The other issue I always thought was quite amusing was the idea we are actually going to vapourise all the stored carbon, on which the figures you will find for AGW disaster often rest.
Does any scientist genuinely think that anyone will be burning fossil fuels in 30 years time? Think Craig Ventor’s waste water to biofuel project, capable of creating feedstock from algae and the advances in Thorium Reactor technology, ignoring fusion of course or any new exotic physics. Given the pace of progress in energy technology prior to the advent of the sort of sophisticated computing tools we have now, who seriously thinks we will be burning any of this in the future?
It is difficult to tax biodiversity loss, water quality and indirect pollution though isn’t it?
Emperors New Clothes.
I had thought that Ian Plimer had been (thankfully) dropped as a standard bearer by the sceptic community. I took the view that he had no credibility after reading George Monbiot’s correspondence with him and the Spectator over a planned 2009 Spectator debate on “climate change”.
In short, Monbiot said he would debate Plimer, but Plimer first had to answer some basic questions about his book (things like “Please give the source for your claim”). The Spectator agreed the conditions. Plimer appeared to agree as well, and then he (Plimer) started stalling, then blustering, and ultimately refused to answer any questions at all. See:
http://www.monbiot.com/2009/09/14/correspondence-with-the-spectator/
and
http://www.monbiot.com/2009/09/14/correspondence-with-ian-plimer/
I became a sceptic partly because the alarmists seemed to be so obviously dishonest in the way they obstructed Steve McIntyre, among others, while Steve Mc & Anthony Watts seemed to be so straightforward.
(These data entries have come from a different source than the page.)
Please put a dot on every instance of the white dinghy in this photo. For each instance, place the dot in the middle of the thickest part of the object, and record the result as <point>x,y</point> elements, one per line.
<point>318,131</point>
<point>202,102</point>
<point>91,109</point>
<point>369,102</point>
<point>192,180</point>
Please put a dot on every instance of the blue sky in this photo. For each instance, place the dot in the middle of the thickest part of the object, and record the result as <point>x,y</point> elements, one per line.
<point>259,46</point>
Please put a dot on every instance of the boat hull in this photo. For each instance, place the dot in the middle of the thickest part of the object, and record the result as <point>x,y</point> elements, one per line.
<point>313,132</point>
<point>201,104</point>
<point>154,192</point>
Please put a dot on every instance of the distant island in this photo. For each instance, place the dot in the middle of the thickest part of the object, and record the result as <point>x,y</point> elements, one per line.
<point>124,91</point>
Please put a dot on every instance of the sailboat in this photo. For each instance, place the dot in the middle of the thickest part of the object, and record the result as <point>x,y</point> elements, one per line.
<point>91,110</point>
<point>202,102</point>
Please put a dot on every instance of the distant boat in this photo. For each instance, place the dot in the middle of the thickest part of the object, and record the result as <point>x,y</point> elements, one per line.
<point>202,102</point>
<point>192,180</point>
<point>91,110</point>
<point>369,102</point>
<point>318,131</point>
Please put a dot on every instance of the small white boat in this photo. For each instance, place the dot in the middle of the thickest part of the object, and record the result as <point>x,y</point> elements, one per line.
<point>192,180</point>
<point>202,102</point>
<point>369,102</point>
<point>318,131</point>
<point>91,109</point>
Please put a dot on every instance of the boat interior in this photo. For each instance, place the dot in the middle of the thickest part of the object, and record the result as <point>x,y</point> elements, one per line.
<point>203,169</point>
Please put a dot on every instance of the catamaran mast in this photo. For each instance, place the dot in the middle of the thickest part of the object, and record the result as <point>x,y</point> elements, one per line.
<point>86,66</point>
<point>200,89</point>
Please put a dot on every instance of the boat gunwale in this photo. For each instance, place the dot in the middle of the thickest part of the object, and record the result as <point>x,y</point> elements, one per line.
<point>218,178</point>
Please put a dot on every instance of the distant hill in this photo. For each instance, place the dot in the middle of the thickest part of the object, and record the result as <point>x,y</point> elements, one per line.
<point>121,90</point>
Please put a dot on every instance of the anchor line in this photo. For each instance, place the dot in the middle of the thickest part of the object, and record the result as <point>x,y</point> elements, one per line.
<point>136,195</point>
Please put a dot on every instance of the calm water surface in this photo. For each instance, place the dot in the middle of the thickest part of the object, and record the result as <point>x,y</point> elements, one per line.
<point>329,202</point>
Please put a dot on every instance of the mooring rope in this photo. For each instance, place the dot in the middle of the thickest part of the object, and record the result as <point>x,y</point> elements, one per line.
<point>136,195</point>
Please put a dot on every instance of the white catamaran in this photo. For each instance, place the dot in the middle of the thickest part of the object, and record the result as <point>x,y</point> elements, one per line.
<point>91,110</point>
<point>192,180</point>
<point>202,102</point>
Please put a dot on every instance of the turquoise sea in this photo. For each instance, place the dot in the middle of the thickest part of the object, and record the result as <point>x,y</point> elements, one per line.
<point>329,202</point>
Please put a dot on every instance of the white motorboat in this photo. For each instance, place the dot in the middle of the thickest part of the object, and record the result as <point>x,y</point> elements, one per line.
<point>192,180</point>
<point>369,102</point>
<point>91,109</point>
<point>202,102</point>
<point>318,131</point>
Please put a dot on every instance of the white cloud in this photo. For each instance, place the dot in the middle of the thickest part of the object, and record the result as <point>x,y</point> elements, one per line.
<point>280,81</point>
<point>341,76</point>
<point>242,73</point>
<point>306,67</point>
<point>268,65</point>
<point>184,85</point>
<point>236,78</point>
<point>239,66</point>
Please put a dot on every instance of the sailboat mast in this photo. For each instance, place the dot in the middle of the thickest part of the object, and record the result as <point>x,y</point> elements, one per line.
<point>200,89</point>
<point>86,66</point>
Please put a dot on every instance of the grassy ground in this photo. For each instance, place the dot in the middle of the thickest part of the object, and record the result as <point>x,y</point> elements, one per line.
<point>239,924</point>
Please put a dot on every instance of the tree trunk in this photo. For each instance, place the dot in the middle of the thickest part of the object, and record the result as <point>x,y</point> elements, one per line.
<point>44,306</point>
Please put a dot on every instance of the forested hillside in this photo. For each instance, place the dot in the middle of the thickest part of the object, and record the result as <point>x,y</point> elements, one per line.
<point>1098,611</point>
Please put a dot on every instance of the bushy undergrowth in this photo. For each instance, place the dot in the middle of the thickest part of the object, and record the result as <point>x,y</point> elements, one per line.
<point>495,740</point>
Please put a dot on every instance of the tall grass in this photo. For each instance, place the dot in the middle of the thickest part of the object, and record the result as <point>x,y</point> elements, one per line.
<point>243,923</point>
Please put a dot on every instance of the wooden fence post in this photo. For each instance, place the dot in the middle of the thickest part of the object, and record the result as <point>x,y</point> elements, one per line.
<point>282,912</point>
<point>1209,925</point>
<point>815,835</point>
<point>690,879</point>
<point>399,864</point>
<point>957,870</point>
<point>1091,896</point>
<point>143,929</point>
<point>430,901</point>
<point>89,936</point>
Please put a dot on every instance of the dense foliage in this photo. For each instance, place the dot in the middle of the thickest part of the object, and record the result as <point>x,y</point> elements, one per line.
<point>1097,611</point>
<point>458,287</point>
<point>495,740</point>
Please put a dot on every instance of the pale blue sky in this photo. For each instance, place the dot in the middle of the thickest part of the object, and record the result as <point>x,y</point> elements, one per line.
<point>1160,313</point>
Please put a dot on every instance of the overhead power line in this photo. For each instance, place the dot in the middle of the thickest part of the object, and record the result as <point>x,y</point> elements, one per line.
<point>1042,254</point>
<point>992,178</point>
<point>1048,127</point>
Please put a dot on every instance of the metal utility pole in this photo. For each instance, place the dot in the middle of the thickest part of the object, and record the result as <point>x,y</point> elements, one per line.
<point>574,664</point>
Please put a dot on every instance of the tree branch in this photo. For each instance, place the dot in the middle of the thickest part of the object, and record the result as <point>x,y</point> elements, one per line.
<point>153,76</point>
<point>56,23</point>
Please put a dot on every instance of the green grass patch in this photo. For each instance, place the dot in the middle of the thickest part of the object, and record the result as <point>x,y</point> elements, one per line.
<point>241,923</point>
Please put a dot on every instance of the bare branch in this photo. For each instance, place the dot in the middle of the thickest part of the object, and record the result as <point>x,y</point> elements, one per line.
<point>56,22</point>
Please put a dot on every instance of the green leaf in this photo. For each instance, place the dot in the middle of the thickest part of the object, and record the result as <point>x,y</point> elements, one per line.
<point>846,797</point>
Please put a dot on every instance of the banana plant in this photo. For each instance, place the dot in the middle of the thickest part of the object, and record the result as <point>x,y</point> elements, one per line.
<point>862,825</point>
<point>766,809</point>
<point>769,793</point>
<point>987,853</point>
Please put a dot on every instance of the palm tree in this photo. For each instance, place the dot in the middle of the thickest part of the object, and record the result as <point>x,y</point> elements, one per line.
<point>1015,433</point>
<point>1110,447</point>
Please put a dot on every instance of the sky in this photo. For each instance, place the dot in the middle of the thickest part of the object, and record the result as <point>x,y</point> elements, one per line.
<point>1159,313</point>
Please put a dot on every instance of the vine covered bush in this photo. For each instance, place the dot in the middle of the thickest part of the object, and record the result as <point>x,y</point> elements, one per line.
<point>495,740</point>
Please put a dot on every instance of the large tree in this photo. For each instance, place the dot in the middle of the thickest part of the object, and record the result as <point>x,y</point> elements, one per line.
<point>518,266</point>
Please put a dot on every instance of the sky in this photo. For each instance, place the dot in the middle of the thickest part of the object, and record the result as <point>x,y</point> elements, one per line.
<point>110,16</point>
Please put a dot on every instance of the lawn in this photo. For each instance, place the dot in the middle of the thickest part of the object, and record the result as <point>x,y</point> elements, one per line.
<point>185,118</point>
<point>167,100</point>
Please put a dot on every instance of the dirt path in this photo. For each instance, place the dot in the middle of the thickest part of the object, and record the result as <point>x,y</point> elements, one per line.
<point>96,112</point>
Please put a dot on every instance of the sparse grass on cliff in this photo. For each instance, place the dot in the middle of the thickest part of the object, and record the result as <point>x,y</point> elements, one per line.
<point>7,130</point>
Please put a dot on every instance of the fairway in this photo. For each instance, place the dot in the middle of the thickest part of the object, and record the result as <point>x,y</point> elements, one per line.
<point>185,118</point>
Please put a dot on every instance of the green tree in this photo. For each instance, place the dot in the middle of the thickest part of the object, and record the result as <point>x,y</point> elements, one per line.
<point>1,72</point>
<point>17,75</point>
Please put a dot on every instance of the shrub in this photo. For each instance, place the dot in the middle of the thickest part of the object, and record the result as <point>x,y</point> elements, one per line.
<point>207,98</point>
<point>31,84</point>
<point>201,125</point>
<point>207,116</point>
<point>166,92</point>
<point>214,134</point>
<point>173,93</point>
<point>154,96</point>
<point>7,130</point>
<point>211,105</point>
In that whole Spectator episode, Plimer seemed to be as slippery as they come. I can well understand why nobody would want to debate him.
It is very telling that the Warmists will not debate except in echo chambers!
Peter Miller says:
June 8, 2011 at 10:48 pm
“[Geologists] are aware that climate change is natural and normal, while ‘climate scientists’ and alarmists have an unattainable goal of fixing climate in a static state, similar to that prevailing early last century.”
Peter, thanks for that because this is the bit I just don’t get: why do climate alarmists want the world’s climate to remain forever as it was when they were young? THEY are the real deniers about climate; they refuse to accept it changes naturally. There are so many cycles involved, from tiny ones observable by humans to vast ones.
Where I grew up in Australia way back in the fifties we had lots of rain on the east coast. Whether it was a La Nina I don’t know. I remember the government sending in army ducks to rescue people from flooded rivers, especially at Maitland in the Hunter Valley. I was eight. But even where I lived on the outskirts of Sydney we had days off school because local creeks were flooded and the school bus couldn’t get through. Or maybe Mum just didn’t want to deal with muddy children. But it was very wet, and hasn’t been as wet since. Some sort of cycle?
HK I suggest you find out the full story behind Plimer/Monboit debate , it was Monboit that cut and ran becasue Plimer wanted a more balanced debate where Monboit wanted to load it in his own favor, carrying on his CIF role of ‘school bully’ , all Plimer did was use the same approach to Monboit as Monboit used to Plimer .
Albert Frankenstein,
Thank you for one of the most insightful posts I’ve read in a long time.
Do you have a blog?
Denialist scum lacking wrist numbers. Move along! Nothing to see here, don’t gawk!
Even in the days of the early Church religious leaders in conflict with each other over dogma would at least debate.
I have always found the cowardice of the AGW promoters to debate a great tell that they know at some level they are peddling bs.
Agree with HK.
Why should anyone want to debate Plimer? His credibility has already been found wanting.